Triple Gorge one thread of heaven over

ten thousand cascading thongs of water,

 

slivers of sun and moon sheering away

above, and wild swells walled-in below,

 

splintered spirits glisten, a few glints

frozen how many hundred years in dark

 

gorges midday light never finds, gorges

hungry froth fills with peril. Rotting

 

coffins locked into tree roots, isolate

bones twist and sway, dangling free,

 

and grieving frost roosts in branches,

keeping lament's dark, distant harmony

 

fresh. Exile, tattered heart all scattered

away, you'll simmer in seething flame

 

here, your life like fine-spun thread,

its road a trace of string traveled away.

 

Offer tears to mourn the water-ghosts,

and water-ghosts take them, glimmering.

 

 

 

9

 

Water swords and spears raging in gorges,

boats drift across heaving thunder.
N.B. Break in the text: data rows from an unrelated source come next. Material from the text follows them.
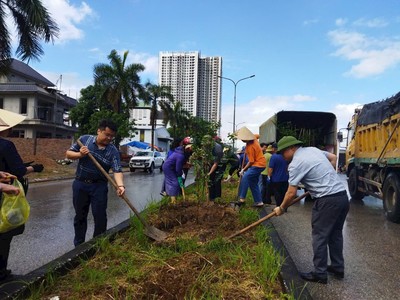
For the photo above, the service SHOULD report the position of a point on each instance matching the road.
(49, 231)
(371, 246)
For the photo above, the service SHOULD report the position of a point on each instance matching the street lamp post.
(235, 83)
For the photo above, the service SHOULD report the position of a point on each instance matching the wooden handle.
(266, 217)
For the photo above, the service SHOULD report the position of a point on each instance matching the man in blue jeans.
(316, 170)
(278, 174)
(90, 186)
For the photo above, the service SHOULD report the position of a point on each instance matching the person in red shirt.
(252, 170)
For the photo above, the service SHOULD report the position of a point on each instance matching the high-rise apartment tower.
(194, 81)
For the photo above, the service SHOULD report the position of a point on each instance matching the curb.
(290, 279)
(20, 287)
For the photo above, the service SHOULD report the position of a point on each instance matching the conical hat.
(245, 134)
(9, 119)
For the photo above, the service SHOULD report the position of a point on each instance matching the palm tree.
(33, 23)
(153, 94)
(174, 115)
(119, 84)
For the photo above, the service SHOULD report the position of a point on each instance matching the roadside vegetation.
(196, 261)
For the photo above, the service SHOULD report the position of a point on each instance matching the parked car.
(146, 160)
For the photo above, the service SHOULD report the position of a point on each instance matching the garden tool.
(266, 217)
(151, 231)
(183, 193)
(240, 179)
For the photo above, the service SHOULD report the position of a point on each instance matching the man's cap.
(245, 134)
(269, 148)
(288, 141)
(187, 140)
(9, 119)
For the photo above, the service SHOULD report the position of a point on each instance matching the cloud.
(68, 17)
(310, 22)
(373, 23)
(373, 56)
(149, 61)
(340, 22)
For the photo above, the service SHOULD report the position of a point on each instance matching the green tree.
(90, 110)
(153, 94)
(87, 105)
(125, 127)
(119, 84)
(197, 128)
(33, 23)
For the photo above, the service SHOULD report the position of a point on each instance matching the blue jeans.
(250, 180)
(84, 195)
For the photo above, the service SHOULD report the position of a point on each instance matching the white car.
(146, 160)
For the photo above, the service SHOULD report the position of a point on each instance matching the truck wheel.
(391, 197)
(353, 185)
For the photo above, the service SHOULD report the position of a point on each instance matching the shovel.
(151, 231)
(265, 218)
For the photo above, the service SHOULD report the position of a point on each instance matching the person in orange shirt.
(252, 170)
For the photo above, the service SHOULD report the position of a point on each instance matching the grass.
(133, 267)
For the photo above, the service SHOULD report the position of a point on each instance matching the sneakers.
(4, 274)
(311, 276)
(337, 274)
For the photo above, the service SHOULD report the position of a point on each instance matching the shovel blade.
(155, 233)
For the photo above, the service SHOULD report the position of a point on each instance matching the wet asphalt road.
(371, 243)
(371, 250)
(49, 231)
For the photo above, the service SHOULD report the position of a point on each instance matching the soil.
(205, 222)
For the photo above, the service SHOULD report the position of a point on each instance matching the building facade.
(194, 82)
(141, 116)
(26, 92)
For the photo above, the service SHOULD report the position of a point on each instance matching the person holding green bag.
(10, 163)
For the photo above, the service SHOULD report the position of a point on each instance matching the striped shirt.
(108, 157)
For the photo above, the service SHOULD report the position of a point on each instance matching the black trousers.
(5, 242)
(328, 216)
(279, 189)
(265, 190)
(214, 185)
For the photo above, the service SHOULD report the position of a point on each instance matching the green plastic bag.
(14, 210)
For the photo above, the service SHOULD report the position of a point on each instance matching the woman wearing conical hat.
(10, 162)
(252, 170)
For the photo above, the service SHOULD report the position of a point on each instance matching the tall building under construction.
(194, 82)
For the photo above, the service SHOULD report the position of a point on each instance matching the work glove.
(37, 168)
(180, 181)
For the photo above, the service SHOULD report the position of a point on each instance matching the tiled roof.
(22, 68)
(21, 87)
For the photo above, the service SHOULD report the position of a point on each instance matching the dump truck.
(373, 154)
(317, 129)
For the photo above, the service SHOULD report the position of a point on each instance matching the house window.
(142, 135)
(23, 106)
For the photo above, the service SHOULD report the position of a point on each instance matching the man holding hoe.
(315, 169)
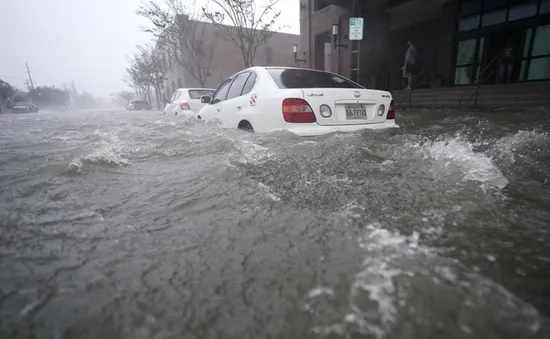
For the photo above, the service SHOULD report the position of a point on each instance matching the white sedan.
(305, 102)
(187, 100)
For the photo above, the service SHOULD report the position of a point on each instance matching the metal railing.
(478, 82)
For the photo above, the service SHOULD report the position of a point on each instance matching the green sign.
(356, 28)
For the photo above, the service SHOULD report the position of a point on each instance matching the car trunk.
(195, 95)
(195, 105)
(349, 106)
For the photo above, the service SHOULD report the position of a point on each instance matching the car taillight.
(391, 111)
(184, 105)
(297, 110)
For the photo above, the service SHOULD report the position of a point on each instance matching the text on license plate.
(356, 112)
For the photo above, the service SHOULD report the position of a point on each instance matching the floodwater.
(139, 225)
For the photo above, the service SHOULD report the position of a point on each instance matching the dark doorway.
(492, 50)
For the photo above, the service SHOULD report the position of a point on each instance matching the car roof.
(196, 89)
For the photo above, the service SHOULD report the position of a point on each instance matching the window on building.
(320, 4)
(536, 61)
(492, 4)
(469, 7)
(469, 23)
(539, 69)
(483, 13)
(494, 17)
(467, 61)
(328, 56)
(541, 44)
(199, 47)
(523, 10)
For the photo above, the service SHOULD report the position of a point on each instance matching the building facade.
(458, 41)
(226, 59)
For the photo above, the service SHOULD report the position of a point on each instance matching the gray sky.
(85, 41)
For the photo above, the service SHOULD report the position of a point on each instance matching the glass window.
(268, 55)
(237, 86)
(463, 75)
(466, 50)
(249, 83)
(523, 10)
(494, 17)
(470, 7)
(539, 69)
(541, 45)
(469, 23)
(490, 4)
(522, 70)
(527, 42)
(221, 93)
(305, 78)
(480, 53)
(198, 93)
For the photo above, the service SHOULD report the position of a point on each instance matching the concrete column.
(375, 49)
(447, 42)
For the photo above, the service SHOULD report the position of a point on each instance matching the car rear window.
(305, 78)
(198, 93)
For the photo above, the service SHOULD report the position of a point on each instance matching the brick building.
(227, 58)
(458, 40)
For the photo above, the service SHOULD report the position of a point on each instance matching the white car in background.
(303, 101)
(187, 100)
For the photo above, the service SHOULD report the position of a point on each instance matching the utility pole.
(30, 78)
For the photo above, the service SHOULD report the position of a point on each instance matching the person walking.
(410, 68)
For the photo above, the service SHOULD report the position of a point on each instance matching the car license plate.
(356, 112)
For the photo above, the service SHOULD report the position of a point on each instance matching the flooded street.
(139, 225)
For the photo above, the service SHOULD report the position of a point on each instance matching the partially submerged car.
(187, 100)
(24, 107)
(303, 101)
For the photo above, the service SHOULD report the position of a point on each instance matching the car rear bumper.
(315, 129)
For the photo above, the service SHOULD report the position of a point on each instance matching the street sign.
(356, 28)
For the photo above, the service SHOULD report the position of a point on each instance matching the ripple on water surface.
(138, 225)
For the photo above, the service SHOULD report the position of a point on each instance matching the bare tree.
(250, 26)
(182, 35)
(145, 73)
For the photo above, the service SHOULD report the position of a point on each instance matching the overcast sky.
(85, 41)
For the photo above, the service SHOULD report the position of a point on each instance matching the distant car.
(187, 100)
(24, 107)
(138, 105)
(303, 101)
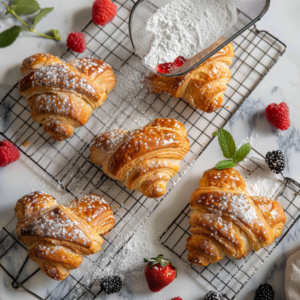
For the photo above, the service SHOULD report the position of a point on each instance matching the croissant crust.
(143, 159)
(203, 87)
(63, 96)
(226, 221)
(59, 237)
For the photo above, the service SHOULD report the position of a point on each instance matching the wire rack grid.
(230, 276)
(129, 105)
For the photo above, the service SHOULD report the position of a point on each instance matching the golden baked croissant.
(226, 221)
(203, 87)
(63, 96)
(58, 237)
(143, 159)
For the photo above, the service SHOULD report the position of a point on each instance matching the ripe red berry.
(76, 42)
(169, 67)
(278, 115)
(103, 12)
(159, 273)
(8, 153)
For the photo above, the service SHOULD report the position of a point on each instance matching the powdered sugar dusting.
(186, 27)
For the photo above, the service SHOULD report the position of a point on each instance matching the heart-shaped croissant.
(59, 237)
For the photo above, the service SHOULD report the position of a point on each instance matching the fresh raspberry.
(278, 115)
(103, 12)
(8, 153)
(76, 42)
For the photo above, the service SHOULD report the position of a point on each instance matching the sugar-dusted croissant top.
(61, 95)
(203, 87)
(143, 159)
(225, 220)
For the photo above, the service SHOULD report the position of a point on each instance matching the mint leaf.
(25, 7)
(227, 143)
(242, 153)
(42, 13)
(56, 34)
(225, 164)
(8, 36)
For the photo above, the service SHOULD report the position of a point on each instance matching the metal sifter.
(248, 12)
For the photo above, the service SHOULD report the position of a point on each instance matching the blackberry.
(275, 161)
(111, 284)
(213, 296)
(264, 292)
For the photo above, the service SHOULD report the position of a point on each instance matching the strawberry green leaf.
(242, 152)
(227, 143)
(225, 164)
(8, 36)
(25, 7)
(42, 13)
(56, 34)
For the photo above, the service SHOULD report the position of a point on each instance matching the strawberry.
(103, 12)
(278, 115)
(159, 273)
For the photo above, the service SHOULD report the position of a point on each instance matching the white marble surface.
(281, 84)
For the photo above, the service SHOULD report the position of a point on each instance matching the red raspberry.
(76, 42)
(8, 153)
(278, 115)
(103, 12)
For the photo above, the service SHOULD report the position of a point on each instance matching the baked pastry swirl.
(143, 159)
(226, 221)
(62, 96)
(59, 237)
(203, 87)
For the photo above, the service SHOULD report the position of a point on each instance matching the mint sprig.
(230, 151)
(25, 7)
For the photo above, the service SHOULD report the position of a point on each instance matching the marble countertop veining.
(281, 84)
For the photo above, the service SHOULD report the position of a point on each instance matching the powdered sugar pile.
(186, 27)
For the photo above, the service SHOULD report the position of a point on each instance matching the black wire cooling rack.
(129, 105)
(230, 275)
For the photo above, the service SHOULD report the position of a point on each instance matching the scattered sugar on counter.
(186, 27)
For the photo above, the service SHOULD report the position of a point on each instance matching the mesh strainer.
(248, 11)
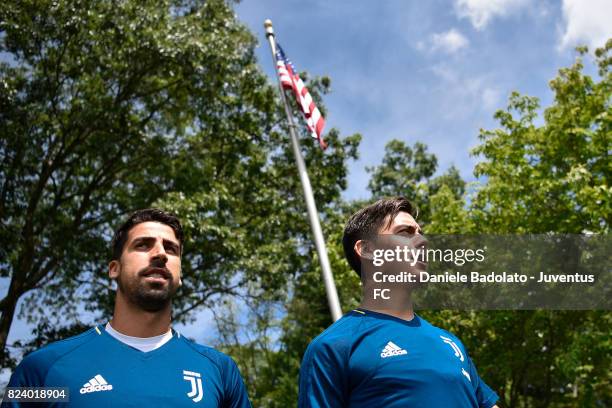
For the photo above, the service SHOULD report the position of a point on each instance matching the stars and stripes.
(291, 80)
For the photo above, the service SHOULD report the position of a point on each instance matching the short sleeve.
(235, 391)
(485, 396)
(29, 373)
(323, 377)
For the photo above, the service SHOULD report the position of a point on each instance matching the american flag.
(291, 80)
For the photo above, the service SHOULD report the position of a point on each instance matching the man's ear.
(113, 269)
(363, 250)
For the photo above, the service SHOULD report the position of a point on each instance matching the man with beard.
(136, 359)
(382, 353)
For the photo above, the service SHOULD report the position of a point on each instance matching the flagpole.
(328, 279)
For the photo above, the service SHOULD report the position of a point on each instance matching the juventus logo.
(457, 350)
(195, 379)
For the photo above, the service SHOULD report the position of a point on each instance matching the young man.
(382, 353)
(137, 359)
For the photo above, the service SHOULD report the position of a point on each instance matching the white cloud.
(465, 94)
(480, 12)
(586, 22)
(491, 98)
(450, 41)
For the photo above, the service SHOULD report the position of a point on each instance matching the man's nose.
(158, 252)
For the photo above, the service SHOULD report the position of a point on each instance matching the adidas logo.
(391, 349)
(98, 383)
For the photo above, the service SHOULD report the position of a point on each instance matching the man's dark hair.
(140, 216)
(368, 221)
Here

 

in the hands of these serpents and snakes,

you face everyday frenzies of wind and rain,

 

and how many fleeing exiles travel these

gorges, gorges rank inhabitants people?

 

You won't find a heart beneath this sheen,

this flood that's stored away aftermath

 

forever. Arid froth raising boundless mist,

froth all ablaze and snarling, snarling—

 

what of that thirst for wisdom when you're

suddenly here, dead center in these waters. 

 

 

 

 

Autumn Thoughts

 

 

1

 

Lonely bones can't sleep nights. Singing

insects keep calling them, calling them.

 

And the old have no tears. When they sob,

autumn weeps dewdrops. Strength failing

 

all at once, as if cut loose, and ravages

everywhere, like weaving unraveled,

 

I touch thread-ends. No new feelings.

Memories crowding thickening sorrow,

 

how could I bear southbound sails, how

wander rivers and mountains of the past?

 

 

 

5

 

Bamboo ticking in wind speaks. In dark

isolate rooms, I listen. Demons and gods

 

fill my frail ears, so blurred and faint I

can't tell them apart. Year-end leaves,

 

dry rain falling, scatter. Autumn clothes

thin cloud, my sick bones slice through

 

things clean. Though my bitter chant

still makes a poem, I'm withering autumn

 

ruin, strength following twilight away.

Trailed out, this fluttering thread of life:

 

no use saying it's tethered to the very

source of earth's life-bringing change.